Historical Society concerned about sale of former building on the Underground Railroad

COLUMBUS (WCMH) – A funeral home in Clintonville is up for sale, but it has the Historical Society concerned about what might happen to the Clinton Chapel inside of it.

The chapel was a stop on the Underground Railroad in the 1800’s and residents are hoping to preserve it.

“You can pretty clearly see the peaked roof of the chapel building,” said Clintonville Historical Society President Mary Rogers. “It is totally surrounded by additions that have been made over the years.”

The chapel is depicted in the mural on East North Broadway as a “safe house.”

“Anyone who is trying to leave slavery in the south has free passage through this part of Ohio,” said Rogers. “Jason Bull is a known conductor on the underground railroad and he used this chapel to hide fugitive slaves. Some people say as many as 300.”

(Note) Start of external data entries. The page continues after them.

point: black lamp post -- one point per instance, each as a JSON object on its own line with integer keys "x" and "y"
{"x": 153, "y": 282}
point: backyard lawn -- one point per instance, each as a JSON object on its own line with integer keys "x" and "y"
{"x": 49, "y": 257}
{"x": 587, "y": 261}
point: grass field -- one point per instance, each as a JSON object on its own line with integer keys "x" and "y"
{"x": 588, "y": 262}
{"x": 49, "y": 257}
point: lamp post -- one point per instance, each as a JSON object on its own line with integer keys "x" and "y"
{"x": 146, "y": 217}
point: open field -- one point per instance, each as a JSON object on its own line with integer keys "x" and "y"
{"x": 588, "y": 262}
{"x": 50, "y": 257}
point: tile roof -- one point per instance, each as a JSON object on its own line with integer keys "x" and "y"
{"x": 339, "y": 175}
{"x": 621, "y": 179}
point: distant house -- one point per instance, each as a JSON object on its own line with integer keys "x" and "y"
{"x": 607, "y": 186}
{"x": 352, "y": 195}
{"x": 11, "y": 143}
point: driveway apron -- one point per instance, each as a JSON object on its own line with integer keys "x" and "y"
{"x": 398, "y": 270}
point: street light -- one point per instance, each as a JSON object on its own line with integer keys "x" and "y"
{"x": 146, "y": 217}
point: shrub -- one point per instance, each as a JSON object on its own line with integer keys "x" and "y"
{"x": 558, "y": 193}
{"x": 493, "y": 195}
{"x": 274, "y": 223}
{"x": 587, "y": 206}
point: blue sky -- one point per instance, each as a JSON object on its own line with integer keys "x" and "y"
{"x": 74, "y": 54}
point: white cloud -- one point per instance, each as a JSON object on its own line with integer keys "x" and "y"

She said the chapel was built in 1838 as a result of the last will and testament of a settler of the area, Thomas Bull.

“It’s built of brick that was cast out of the clay from the Walhalla ravine. Its foundation is said to be glacier boulders and its beams are actually primeval forest from this area,” said Rogers.

His three sons were abolitionists and they used the chapel to help slaves get to freedom.

But, she said the building might be sold and the historical society is worried what might happen to it.

“We’ve lost several historic buildings to development over the last probably six years,” said Rogers. “At a minimum, we want to work with the new owner to try to gather those nuggets of story that we want to continue to live on and at maximum, we’d love to have that chapel building be here for another 100 years.”

The structure was the first church in Clinton Township.

“It was provided for by the original settler of this area. His sons go on to actually establish the village of Clintonville which is now the neighborhood of Clintonville,” said Rogers.

She said it stayed a church until 1910 and then became a private residence, until the Southwick family bought it in 1938 and turned it into a funeral home.

“The thing that of course concerns us is now going through its next transition,” said Rogers. “We just want to make sure that its future is with us because it is probably the most significant historical building here in Clintonville.”

She said they don’t want to lose the building

“But if we are going to lose this building to re-development, then it will be important that we at least try to gather up whatever trail of the story we can so that we can keep that story alive,” said Rogers. “I think it’s really important that we understand our past so that we don’t make the same mistakes that might’ve been made in the past, but also so we honor that past.”

She said they’d like to work with the new owner to map the site.

“We’d like to use ground-penetrating radar or other techniques to try to get an understanding of whether or not there’s still portions of a cemetery on hand,” said Rogers.

She said they’d also like to bring in archaeologist and volunteers to investigate the chapel.